The result was endless cares, annoyances, and even outlays from
his own pocket. He came to be in such financial straits that he
applied for a leave of absence to retire to the country for three
or four years, or if that were refused, for a substantial sum
as loan to cover his most pressing debts and for the permission
to publish a journal. The leave of absence was brusquely refused,
but a loan of thirty thousand rubles was, after some trouble,
negotiated; permission to publish, beginning in 1836, a quarterly
literary journal, The Contemporary, was finally granted as well.
The journal was not a financial success, and it involved him in
endless editorial and financial cares and in difficulties with
the censors, for it gave importantly placed enemies among them
the opportunity to pay him off. Short visits to the country in
1834 and 1835 resulted in the completion of only one major work,
"The Tale of the Golden Cockerel"(1834), and during
1836 he only completed his novel on Pugachev, The Captain's Daughter,
and a number of his finest lyrics.
Meanwhile,
Mme. Pushkina loved the attention which her beauty attracted in
the highest society; she was fond of "coquetting" and
of being surrounded by admirers, who included the Tsar himself.
In 1834 Mme. Pushkina met a young man who was not content with
coquetry, a handsome French royalist emigre in Russian service,
who was adopted by the Dutch ambassador, Heeckeren. Young d'Anthes-Heeckeren
pursued Mme. Pushkina for two years, and finally so openly and
unabashedly that by autumn 1836, it was becoming a scandal. On
November 4, 1836 Pushkin received several copies of a "certificate"
nominating him "Coadjutor of the International Order of Cuckolds."
Pushkin immediately challenged d'Anthes; at the same time, he
made desperate efforts to settle his indebtedness to the Treasury.
Pushkin twice allowed postponements of the duel, and then retracted
the challenge when he learned "from public rumour" that
d'Anthes was "really" in love with Mme. Pushkina's sister,
Ekaterina Goncharova. On January 10, 1837, the marriage took place,
contrary to Pushkin's expectations. Pushkin refused to attend
the wedding or to receive the couple in his home, but in society
d'Anthes pursued Mme. Pushkina even more openly. Then d'Anthes
arranged a meeting with her, by persuading her friend Idalia Poletika
to invite Mme. Pushkina for a visit; Mme. Poletika left the two
alone, but one of her children came in, and Mme. Pushkina managed
to get away. Upon hearing of this meeting, Pushkin sent an insulting
letter to old Heeckeren, accusing him of being the author of the
"certificate" of November 4 and the "pander"

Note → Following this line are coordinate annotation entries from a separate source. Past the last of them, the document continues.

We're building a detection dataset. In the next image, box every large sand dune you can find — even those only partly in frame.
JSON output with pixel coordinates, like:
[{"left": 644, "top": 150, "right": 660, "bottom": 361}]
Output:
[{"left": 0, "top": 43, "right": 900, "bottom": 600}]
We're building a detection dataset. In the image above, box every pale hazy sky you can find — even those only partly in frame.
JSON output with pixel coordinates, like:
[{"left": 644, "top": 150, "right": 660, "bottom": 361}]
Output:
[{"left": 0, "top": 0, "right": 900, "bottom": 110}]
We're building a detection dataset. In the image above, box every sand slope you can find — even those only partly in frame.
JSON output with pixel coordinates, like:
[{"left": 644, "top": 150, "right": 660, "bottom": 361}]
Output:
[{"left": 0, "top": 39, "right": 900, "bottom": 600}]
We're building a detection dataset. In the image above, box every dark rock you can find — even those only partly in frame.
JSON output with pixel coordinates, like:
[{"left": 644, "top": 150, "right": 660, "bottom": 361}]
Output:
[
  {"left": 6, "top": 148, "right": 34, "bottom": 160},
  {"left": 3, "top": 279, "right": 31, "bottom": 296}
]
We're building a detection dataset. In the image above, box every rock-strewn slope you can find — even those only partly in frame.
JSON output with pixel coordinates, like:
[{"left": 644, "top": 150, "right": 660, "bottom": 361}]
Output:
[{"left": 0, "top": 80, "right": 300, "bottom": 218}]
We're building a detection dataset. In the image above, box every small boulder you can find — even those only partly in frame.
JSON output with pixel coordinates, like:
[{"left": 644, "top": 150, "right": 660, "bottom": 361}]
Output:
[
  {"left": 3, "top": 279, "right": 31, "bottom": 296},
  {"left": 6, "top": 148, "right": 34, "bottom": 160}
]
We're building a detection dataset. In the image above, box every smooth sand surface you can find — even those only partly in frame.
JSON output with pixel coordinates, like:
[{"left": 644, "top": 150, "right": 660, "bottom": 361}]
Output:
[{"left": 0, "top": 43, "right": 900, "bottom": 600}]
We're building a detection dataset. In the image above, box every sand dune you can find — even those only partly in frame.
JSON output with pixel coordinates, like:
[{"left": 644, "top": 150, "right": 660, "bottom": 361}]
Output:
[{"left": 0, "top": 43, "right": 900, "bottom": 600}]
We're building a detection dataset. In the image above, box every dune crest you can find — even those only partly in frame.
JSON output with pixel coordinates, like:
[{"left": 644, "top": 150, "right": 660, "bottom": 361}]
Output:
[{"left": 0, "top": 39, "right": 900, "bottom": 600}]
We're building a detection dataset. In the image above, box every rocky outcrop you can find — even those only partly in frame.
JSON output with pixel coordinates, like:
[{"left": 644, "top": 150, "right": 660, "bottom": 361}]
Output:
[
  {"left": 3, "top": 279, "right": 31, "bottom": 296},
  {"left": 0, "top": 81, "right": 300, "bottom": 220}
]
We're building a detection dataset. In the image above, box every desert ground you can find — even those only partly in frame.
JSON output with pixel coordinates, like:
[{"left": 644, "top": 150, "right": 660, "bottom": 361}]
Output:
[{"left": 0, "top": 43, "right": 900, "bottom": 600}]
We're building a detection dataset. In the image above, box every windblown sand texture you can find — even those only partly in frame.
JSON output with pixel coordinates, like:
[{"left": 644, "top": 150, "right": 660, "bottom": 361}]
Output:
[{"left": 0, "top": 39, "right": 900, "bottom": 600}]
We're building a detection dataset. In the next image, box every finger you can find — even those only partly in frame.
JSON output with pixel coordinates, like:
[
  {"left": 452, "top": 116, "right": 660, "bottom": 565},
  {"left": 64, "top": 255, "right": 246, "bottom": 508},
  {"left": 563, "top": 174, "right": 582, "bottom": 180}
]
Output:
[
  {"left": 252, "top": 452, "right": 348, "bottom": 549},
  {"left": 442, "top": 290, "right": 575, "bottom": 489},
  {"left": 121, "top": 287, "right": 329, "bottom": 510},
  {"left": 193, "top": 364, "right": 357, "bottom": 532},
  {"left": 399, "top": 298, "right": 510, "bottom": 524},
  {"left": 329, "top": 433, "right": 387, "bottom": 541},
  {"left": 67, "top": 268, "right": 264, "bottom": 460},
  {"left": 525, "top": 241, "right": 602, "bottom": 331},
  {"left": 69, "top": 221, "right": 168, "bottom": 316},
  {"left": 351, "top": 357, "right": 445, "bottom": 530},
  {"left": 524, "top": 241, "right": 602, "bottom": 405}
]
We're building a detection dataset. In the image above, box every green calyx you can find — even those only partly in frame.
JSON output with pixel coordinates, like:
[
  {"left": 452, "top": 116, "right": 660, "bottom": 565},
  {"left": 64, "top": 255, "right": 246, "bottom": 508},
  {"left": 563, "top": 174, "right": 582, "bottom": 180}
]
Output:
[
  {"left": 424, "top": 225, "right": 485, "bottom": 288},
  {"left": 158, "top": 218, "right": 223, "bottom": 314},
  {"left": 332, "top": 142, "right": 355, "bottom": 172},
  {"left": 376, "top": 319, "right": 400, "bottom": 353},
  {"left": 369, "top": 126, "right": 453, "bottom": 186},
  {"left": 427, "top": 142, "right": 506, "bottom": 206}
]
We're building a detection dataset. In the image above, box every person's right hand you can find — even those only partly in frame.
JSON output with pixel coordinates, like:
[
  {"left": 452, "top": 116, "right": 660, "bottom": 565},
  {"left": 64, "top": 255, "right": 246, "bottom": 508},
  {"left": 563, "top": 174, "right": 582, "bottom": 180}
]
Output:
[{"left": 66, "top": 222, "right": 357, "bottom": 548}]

of his "bastard." A duel with d'Anthes took place on
January 27, 1837. D'Anthes fired first, and Pushkin was mortally
wounded; after he fell, he summoned the strength to fire his shot
and to wound, slightly, his adversary. Pushkin died two days later,
on January 29.
As Pushkin
lay dying, and after his death, except for a few friends, court
society sympathized with d'Anthes, but thousands of people of
all other social levels came to Pushkin's apartment to express
sympathy and to mourn. The government obviously feared a political
demonstration. To prevent public display, the funeral was shifted
from St. Isaac's Cathedral to the small Royal Stables Church,
with admission by ticket only to members of the court and diplomatic
society. And then his body was sent away, in secret and at midnight.
He was buried beside his mother at dawn on February 6, 1837 at
Svyatye Gory Monastery, near Mikhaylovskoe.